Thursday, October 15, 2015

Is aiming for "done" within a sprint harmful?

Many of my clients new to Scrum often try to fit everything into a 2 week cycle but find that all the work required doesn't fit! Often the definition of done is too long to get something to "done":


One response to this problem is to blame a lack of upfront analysis, and suggest it would be easier to commit to getting to done if more analysis was done up front, and while we are doing that perhaps testing could be allowed to spill into the following sprint:


Unfortunately this suggestion, to do analysis one sprint ahead and testing one sprint behind, leads to long end to end lead times (six weeks in the above example); It also reduces our planning agility, giving us only one chance to implement and provides limited opportunities to react to feedback or to learn as we go.

At this point I usually advise teams to start by looking at making the stories smaller by splitting stories up so that all activities do fit in the sprint. For new teams this can be difficult especially if we have not done any analysis to meaningfully split the story and does not really address the "one chance to get it right" problem.

Consider splitting the work into three iterations: one to learn, one to get it working, and one to polish for release, with all team roles and activities inculding development, testing and review happening for each iteration. At each point collecting feedback and refining the plan:



The first iteration of the story (v1 above) could start from nothing: analyst, developer and tester could working together through the sprint to discover what is possible, what is useful and how we might build, test and deliver it.  I'd suggest the team aim to demonstrate some working software at this stage, even if only a prototype of part of the story.  In v2 we might aim for a fully implemented and tested version perhaps with some rough edges, and in v3 we might aim for a fully production ready operational version. In this way we are deliberately not getting the story to "done" each sprint, instead emphasising learning and iteration over completeness.
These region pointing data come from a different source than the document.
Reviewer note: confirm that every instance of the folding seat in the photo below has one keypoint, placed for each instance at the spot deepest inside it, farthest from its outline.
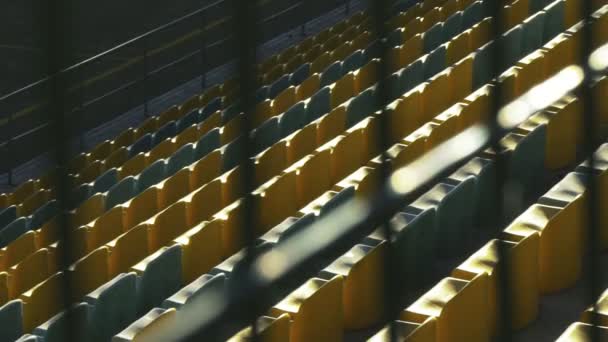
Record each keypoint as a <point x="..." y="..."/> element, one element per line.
<point x="266" y="135"/>
<point x="112" y="306"/>
<point x="363" y="283"/>
<point x="11" y="327"/>
<point x="308" y="88"/>
<point x="211" y="107"/>
<point x="13" y="230"/>
<point x="472" y="14"/>
<point x="522" y="253"/>
<point x="56" y="329"/>
<point x="188" y="120"/>
<point x="43" y="214"/>
<point x="159" y="276"/>
<point x="152" y="175"/>
<point x="484" y="197"/>
<point x="142" y="144"/>
<point x="289" y="226"/>
<point x="455" y="304"/>
<point x="435" y="62"/>
<point x="512" y="41"/>
<point x="121" y="192"/>
<point x="270" y="162"/>
<point x="559" y="264"/>
<point x="300" y="74"/>
<point x="284" y="100"/>
<point x="143" y="206"/>
<point x="433" y="37"/>
<point x="201" y="249"/>
<point x="408" y="331"/>
<point x="360" y="107"/>
<point x="454" y="214"/>
<point x="182" y="158"/>
<point x="8" y="215"/>
<point x="331" y="74"/>
<point x="318" y="105"/>
<point x="278" y="86"/>
<point x="42" y="302"/>
<point x="532" y="33"/>
<point x="554" y="20"/>
<point x="207" y="143"/>
<point x="315" y="310"/>
<point x="293" y="119"/>
<point x="268" y="329"/>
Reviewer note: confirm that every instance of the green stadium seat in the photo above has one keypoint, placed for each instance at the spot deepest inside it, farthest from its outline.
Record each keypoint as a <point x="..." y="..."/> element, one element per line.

Based on this chain of thinking I would say too much emphasis on getting to "done" (or getting it "right") can get in the way of our ability to learn iteratively and isn't learning fast the reason we are using Scrum in the first place?  I'm suggesting that creating multi iteration stories could be a useful practice in this context. If all else fails you can always increase your sprint length: a 3 or 4 week cycle is still much better than 6 weeks!

This is an early draft post, feedback welcome.